Unit outcomes

By the end of this unit you will be able to:

• Distinguish between standing and moving waves.
• Identify and describe superposition in standing waves.

What you should know

Before you start this unit, make sure you can:

• Describe what a wave is, as covered in Subject outcome 3.1, Unit 1.
• Define the following properties of a wave: amplitude, frequency, period and wavelength, as covered in Subject outcome 3.1, Unit 1.

Introduction

In this unit^[1] you will learn how the properties of waves apply in practical contexts such as building structures and acoustics.

As you know by now, energy is transferred by waves. You also know that:

• waves are caused by a medium starting to vibrate.
• waves represent periodic motion, which means that the motion repeats in a regular, oscillating pattern. Periodic motion is also called simple harmonic motion.
• we describe waves in terms of their properties such as amplitude, frequency, period and wavelength.

You will build on this knowledge of the basic properties of waves to understand the effects of wave interaction.

Standing waves in the world around us

Every material has a natural frequency at which it will vibrate, in other words, start to move back and forth. This is the frequency at which resonance will occur in the material. When a material resonates, its natural vibration is amplified when it is excited by another vibration that matches its natural frequency. This means the amplitude of the wave increases. Resonance is the result of a phenomenon called standing waves.

Understanding the concept of standing waves and resonance is important in practical applications such as structural engineering and acoustics. A famous example of resonance having a disastrous effect is the collapse of the Tacoma Narrows Bridge in the US in 1940.
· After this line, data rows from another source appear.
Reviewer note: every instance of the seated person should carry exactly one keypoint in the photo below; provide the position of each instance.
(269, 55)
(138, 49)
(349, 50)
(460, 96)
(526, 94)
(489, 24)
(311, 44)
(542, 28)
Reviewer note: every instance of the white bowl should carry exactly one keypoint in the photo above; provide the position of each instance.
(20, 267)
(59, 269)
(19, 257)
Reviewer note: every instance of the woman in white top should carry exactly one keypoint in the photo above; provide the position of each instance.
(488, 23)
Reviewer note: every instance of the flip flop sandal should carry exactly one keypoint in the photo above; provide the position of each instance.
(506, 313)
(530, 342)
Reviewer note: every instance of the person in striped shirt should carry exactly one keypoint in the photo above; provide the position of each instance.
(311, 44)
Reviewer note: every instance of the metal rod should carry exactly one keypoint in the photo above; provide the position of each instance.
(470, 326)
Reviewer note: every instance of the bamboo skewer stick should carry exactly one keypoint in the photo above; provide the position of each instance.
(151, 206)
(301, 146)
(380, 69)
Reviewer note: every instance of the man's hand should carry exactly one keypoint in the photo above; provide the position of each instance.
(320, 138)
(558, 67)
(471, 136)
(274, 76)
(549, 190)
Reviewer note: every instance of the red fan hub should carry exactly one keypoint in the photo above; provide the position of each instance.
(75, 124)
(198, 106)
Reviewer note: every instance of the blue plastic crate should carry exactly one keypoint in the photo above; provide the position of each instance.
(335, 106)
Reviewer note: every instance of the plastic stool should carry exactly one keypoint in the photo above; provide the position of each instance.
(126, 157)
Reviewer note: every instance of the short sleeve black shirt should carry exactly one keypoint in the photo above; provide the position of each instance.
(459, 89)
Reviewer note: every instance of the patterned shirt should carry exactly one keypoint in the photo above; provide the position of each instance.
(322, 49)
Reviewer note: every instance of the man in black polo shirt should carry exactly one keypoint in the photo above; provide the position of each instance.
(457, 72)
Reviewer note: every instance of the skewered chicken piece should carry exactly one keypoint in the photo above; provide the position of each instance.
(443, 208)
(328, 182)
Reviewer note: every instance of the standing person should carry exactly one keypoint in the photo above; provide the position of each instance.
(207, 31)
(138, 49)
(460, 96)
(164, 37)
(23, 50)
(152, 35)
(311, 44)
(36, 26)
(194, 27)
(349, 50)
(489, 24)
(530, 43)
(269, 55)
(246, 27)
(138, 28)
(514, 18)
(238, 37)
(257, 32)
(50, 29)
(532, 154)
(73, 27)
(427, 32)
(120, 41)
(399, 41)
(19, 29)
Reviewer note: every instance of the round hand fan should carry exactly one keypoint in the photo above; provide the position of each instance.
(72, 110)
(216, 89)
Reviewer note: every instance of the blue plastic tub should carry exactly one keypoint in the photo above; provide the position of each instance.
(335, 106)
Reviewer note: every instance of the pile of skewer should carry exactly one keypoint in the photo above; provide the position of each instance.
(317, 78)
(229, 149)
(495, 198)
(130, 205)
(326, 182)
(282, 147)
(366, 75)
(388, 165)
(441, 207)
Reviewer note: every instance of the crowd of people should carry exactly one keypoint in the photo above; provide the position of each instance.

The structural engineers who designed the bridge failed to consider the effect harmonic motion would have on the bridge. On the day of the collapse, wind caused the bridge to swing. The frequency of the swinging motion matched the natural frequency of the material the bridge was constructed of, and it started to resonate. The amplitude of the oscillations of the bridge increased so much that the forces eventually exceeded the material strength of the bridge, and it collapsed.

The concept of standing waves

Standing waves are waves that appear to stand still. In other words, they do not appear to travel from one place to another, and so there is no net transfer of energy. In contrast, a travelling wave is moving; it transfers energy from one place to another.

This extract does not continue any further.